Patient safety

09.03.16

Independent medical examiners to review all deaths from April 2018

All deaths will be subject to independent medical review and a Healthcare Safety Investigation Branch will be established as part of a range of measures to improve safety and transparency in the NHS, the health secretary will announce today.

Speaking at the two-day Global Patient Safety Summit, Jeremy Hunt will promise that independent medical examiners will review and confirm the causes of all deaths from April 2018, following a recommendation originally made in the Shipman Inquiry and by Robert Francis following the inquiry into the Mid-Staffordshire Trust.

Other safety measures will include an independent Healthcare Safety Investigation Branch and legal safe spaces for those co-operating with investigations following hospital mistakes.

Hunt said: “A huge amount of progress has been made in improving our safety culture following the tragic events at Mid Staffs but to deliver a safer NHS for patients, seven days a week, we need to unshackle ourselves from a quick-fix blame culture and acknowledge that sometimes bad mistakes can be made by good people.

“It is a scandal that every week there are potentially 150 avoidable deaths in our hospitals and it is up to us all to make the need for whistleblowing and secrecy a thing of the past as we reform the NHS and its values and move from blaming to learning.”

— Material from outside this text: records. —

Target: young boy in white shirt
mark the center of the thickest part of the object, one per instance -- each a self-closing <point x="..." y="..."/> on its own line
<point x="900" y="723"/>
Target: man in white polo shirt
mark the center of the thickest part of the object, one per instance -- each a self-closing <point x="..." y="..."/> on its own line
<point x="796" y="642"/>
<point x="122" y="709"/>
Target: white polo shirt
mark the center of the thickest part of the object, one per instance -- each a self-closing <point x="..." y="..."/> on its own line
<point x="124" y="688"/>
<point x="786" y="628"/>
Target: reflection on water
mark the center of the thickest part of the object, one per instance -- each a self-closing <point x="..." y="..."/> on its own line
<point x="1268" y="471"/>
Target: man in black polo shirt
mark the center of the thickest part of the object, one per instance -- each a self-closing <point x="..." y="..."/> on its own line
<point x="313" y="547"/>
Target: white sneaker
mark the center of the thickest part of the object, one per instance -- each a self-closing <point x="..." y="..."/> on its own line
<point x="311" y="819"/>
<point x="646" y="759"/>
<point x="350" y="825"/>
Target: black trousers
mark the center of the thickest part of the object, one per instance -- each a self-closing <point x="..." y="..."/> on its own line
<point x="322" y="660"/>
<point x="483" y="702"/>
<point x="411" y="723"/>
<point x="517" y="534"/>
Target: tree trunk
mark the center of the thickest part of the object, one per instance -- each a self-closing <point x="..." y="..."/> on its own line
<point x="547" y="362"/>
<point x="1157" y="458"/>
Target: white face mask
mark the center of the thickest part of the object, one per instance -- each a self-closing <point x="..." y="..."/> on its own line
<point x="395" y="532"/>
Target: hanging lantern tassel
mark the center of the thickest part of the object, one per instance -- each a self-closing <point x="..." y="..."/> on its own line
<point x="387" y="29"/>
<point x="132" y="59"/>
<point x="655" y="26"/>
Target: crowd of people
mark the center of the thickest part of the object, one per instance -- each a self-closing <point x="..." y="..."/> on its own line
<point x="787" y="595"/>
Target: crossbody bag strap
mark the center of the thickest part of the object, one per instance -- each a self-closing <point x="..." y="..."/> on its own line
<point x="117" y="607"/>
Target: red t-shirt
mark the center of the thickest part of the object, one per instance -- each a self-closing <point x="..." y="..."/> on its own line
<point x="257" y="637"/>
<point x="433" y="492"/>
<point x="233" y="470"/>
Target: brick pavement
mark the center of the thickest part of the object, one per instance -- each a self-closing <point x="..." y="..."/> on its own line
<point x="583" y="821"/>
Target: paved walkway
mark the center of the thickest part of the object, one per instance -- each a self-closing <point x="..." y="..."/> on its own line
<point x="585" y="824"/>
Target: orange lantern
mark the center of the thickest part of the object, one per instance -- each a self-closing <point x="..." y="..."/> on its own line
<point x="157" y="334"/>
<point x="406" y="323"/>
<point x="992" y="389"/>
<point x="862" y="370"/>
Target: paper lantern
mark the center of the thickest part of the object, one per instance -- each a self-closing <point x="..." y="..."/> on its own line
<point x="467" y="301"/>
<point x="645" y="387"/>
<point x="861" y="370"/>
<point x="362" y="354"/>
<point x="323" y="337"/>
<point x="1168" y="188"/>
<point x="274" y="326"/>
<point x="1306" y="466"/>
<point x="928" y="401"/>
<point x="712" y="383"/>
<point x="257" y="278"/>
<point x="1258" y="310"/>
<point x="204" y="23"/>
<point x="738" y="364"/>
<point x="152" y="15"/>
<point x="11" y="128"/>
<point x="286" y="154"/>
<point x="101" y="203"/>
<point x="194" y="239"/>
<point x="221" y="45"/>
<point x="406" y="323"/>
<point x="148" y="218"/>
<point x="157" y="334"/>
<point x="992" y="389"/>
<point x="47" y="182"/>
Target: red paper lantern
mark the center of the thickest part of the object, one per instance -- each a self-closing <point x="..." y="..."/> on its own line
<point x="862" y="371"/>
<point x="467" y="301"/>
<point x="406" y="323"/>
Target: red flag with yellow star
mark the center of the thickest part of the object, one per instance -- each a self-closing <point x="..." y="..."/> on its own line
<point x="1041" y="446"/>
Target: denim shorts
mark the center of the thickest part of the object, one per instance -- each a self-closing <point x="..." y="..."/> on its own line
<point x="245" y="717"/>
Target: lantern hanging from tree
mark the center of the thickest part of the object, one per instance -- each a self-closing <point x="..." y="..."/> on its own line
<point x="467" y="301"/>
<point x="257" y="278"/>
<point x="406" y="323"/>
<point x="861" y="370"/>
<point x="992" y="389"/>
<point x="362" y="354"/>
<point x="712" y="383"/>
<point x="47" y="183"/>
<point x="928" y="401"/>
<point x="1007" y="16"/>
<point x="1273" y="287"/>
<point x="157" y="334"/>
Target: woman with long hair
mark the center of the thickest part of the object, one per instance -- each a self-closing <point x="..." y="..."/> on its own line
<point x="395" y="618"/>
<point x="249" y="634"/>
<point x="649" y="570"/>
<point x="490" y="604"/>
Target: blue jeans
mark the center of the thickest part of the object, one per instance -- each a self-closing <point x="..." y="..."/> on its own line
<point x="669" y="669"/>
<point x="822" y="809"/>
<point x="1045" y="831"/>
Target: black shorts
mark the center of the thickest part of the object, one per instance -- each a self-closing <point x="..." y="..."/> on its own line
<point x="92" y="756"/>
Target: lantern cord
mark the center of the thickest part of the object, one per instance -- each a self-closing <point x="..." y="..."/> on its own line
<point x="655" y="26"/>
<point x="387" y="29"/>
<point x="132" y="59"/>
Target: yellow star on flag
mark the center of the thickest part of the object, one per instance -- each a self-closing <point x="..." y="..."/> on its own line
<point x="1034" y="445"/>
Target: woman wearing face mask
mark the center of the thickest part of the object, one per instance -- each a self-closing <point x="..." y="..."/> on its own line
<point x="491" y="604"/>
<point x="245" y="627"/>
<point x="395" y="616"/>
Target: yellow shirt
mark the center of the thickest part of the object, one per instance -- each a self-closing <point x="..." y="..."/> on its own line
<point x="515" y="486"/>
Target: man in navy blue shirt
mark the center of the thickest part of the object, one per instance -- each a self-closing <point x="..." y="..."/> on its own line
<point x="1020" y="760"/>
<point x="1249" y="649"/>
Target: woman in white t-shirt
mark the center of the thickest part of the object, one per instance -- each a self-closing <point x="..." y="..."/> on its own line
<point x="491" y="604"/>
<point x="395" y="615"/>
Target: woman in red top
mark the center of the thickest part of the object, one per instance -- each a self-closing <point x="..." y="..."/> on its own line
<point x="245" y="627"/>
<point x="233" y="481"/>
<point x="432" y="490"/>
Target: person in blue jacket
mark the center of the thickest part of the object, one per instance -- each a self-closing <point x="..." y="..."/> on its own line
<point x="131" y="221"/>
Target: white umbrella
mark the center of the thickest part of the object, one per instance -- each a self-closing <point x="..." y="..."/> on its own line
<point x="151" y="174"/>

The first annual ‘Learning from Mistakes’ league from NHS Improvement, published as part of the reforms, showed that 32 out of 230 organisations have a poor reporting culture and 78 raise significant concerns.

Hunt’s announcement comes as Dame Eileen Sills, the first UK national guardian for whistleblowers, announced that she was stepping down from her post after just two months.

Recent potential scandals in NHS trusts include allegations that South East Coast Ambulance Trust introduced a secret protocol to downgrade ambulance calls, and that Queen Elizabeth Hospital in Birmingham had a high cardiac surgery fatality rate because of problems caused by “fragmented and dysfunctional” leadership.

Under the new reforms, all NHS trusts will also be required to publish estimates of their own non-comparable mortality rates, making England the first country in the world to introduce this measure, and to publish a charter for openness and transparency so staff will have clear expectations about how they will be treated if they witness clinical errors.

NHS England will also work with the Royal College of Physicians to develop a standardised method for reviewing the records of patients who have died in hospital.

New General Medical Council and Nursing and Midwifery Council guidance will ensure that when NHS staff are honest about mistakes and apologise, a professional tribunal gives them credit for that and failing to do so could incur a serious sanction.

James Titcombe, Morecambe Bay parent and national adviser on patient safety, culture and quality, said: “Time and time again, we hear the promise that ‘lessons will be learned’ following reports about systemic failures and individual stories of avoidable harm and loss in the NHS. Yet, far too often, the same mistakes are repeated and meaningful learning and lasting change simply doesn’t happen.

“These announcements are about saying ‘never again’ - the measures announced are major steps that will help move the NHS towards the kind of true learning culture that other high risk industries take for granted.”

UPDATE 11.45am

Commenting on the new 'Learning from Mistakes' league Saffron Cordery, director of policy and strategy, said: 

“The information published today should be viewed alongside other measures including the CQC’s inspection judgement on safety, and consideration must be given to the different types of risk and case mix which different providers are managing every day. For this reason, while benchmarking information is always useful, we would question the added value of the league table format. Being top or bottom of such a league must always be seen in the broader context. Purposeful change comes from within and it is crucial that NHS providers are involved in shaping how today’s announcements are implemented at the frontline."